Finding the radii that maximizes and minimizes the area of four inscribed circles in an equilateral triangle.

Question

An equilateral triangle with side length $1$ unit contains three identical circles $C_1$, $C_2$ and $C_3$ of radius $r_1$, each touching two sides of the triangle. A fourth circle $C4$ of radius $r_2$ touches each of $C_1$, $C_2$ and $C_3$ as shown. Except for the contact points with $C_4$, none of the circles have any points in common with any of the other circles. Determine the values of $r_1$ and $r_2$ which minimize and maximize the sum $S$ of the areas of the four circles.

My attempt:

To maximize the area, I figured that I had to maximize the equation $S = 3\pi r_{1}^2 + \pi r_{2}^2$ by setting its derivative to zero and solving for $r_{1}$, then $r_{2}$. In order to change this formula so that I only had to work with $r_{1}$, I concluded after some experimentation that I could use $\frac{1}{\sqrt{3}} = 3r_{1}+r_{2}$ to substitute terms, where $\frac{1}{\sqrt{3}}$ is the distance between the vertex and the circumcenter. I got that $r_{2} = 3r_{1} - \frac{1}{\sqrt{3}}$. Following this process, I had $S = \pi(12r_{1}^2-2\sqrt{3}r_{1} + \frac{1}{3}), \frac{dS}{dr_{1}} = 24r_{1}-2\sqrt{3}$, and finally got a final answer of $r_{1} = \frac{\sqrt{3}}{12}$.

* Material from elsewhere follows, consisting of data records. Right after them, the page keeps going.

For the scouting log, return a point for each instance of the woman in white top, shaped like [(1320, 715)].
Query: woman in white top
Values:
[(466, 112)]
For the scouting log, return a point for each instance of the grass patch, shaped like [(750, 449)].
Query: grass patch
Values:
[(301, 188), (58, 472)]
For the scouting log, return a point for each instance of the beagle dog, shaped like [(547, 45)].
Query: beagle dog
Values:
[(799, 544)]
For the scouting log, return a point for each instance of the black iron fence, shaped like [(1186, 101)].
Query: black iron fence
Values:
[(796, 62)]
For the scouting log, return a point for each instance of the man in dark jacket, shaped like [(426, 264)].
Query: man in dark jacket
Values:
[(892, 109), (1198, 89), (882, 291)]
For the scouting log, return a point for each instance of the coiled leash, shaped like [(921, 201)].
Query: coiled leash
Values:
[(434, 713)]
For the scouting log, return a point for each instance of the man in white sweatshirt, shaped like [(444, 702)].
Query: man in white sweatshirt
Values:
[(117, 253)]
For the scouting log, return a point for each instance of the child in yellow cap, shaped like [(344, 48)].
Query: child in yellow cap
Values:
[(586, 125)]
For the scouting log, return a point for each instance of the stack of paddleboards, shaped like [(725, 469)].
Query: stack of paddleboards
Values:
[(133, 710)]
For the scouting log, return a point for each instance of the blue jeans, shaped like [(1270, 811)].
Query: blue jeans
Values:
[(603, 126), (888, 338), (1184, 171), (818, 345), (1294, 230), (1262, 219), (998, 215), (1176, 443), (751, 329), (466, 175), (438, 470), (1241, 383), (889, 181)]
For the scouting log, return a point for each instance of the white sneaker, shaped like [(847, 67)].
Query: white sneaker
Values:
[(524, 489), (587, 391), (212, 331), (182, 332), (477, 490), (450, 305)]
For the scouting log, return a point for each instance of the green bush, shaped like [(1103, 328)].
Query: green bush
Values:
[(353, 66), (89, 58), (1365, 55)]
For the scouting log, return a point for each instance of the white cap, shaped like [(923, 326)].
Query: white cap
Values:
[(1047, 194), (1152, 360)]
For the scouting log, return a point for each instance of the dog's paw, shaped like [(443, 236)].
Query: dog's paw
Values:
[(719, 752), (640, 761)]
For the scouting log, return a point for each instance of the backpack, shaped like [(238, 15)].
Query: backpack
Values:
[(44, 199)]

However, this result made my $r_{2}$ value negative, and then I got really stuck with what I was doing. I tried thinking it out, such as trying to figure out the domains and finding other equations to use, but I seem to be blanking out with this question. I'm now even more confused how I am supposed to find the values that result in the minimum $S$. Any help would be very appreciated!

Answer 1

It is true that $\frac{1}{\sqrt3} = 3r_1+r_2$, although you seem not to have a proof of this fact. But it does not follow that $r_2 \stackrel?= 3r_1 - \frac{1}{\sqrt3}.$ You have made a mistake in your algebra there, although once you square the expression for $r_2$ the mistake is canceled out.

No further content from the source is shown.